Closure and Spanning Trees with Bounded Total Excess

Abstract

Let \(\alpha \ge 0\) and \(k \ge 2\) be integers. For a graph G, the total k-excess of G is defined as \(\text{ te }(G;k)=\sum _{v \in V(G)}\max \{d_G(v)-k,0\}\). In this paper, we propose a new closure concept for a spanning tree with bounded total k-excess.

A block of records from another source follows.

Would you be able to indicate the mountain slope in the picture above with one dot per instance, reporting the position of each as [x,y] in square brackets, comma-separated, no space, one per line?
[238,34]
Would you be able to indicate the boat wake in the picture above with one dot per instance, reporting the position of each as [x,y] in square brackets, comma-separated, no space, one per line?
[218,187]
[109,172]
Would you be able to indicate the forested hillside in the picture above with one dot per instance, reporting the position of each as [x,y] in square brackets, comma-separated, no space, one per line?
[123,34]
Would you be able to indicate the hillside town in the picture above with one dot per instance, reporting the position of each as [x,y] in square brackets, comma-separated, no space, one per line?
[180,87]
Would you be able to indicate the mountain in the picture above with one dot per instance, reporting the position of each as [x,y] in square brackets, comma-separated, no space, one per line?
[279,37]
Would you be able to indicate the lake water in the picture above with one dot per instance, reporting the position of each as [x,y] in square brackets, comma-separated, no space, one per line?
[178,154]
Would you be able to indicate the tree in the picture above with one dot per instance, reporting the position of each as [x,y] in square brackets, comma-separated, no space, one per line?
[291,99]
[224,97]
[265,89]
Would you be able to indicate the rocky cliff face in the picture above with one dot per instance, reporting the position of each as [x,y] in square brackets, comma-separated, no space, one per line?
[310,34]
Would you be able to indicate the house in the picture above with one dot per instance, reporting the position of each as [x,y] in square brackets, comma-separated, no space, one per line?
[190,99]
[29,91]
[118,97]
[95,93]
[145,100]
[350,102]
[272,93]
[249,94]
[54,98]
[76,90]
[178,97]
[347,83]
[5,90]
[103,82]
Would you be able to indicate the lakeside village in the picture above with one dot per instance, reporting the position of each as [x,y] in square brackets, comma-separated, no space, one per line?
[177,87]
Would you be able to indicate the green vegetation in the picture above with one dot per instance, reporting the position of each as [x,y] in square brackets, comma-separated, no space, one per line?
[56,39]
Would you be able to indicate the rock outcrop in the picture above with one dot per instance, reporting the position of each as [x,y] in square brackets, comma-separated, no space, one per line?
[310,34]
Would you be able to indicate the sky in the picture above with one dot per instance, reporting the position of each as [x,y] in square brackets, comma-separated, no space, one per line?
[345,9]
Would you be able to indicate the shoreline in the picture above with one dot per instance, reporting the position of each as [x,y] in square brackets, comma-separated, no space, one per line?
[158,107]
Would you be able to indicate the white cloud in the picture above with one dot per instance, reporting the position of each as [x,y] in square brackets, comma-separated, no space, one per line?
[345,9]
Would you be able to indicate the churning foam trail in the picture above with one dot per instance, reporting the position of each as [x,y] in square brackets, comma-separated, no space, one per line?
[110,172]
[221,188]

We prove that: Let G be a connected graph, and let u and v be two non-adjacent vertices of G. If G satisfies one of the following conditions, then G has a spanning tree T such that \(\text{ te }(T;k) \le \alpha\) if and only if \(G+uv\) has a spanning tree \(T'\) such that \(\text{ te }(T';k) \le \alpha\):

1. (i)

   \(\max \{ \sum _{x \in X} d_G(x): X \text{ is } \text{ a } \text{ subset } \text{ of } S \text{ with } |X|=k \} \ge |G|-1 \text{ for } \text{ every } \text{ independent } \text{ set } S \text{ in } G \text{ of } \text{ order } k+1 \text{ such } \text{ that } \{ u,v \} \subseteq S\); or

2. (ii)

   \(\max \{ \sum _{x \in X} d_G(x): X \text{ is } \text{ a } \text{ subset } \text{ of } S \text{ with } |X|=k \} \ge |G|-\alpha -1 \text{ for } \text{ every } \text{ independent } \text{ set } S \text{ in } G \text{ of } \text{ order } k+\alpha +1 \text{ such } \text{ that } S \cap \{ u,v \} \ne \emptyset .\)

We also show examples to show that these conditions are sharp.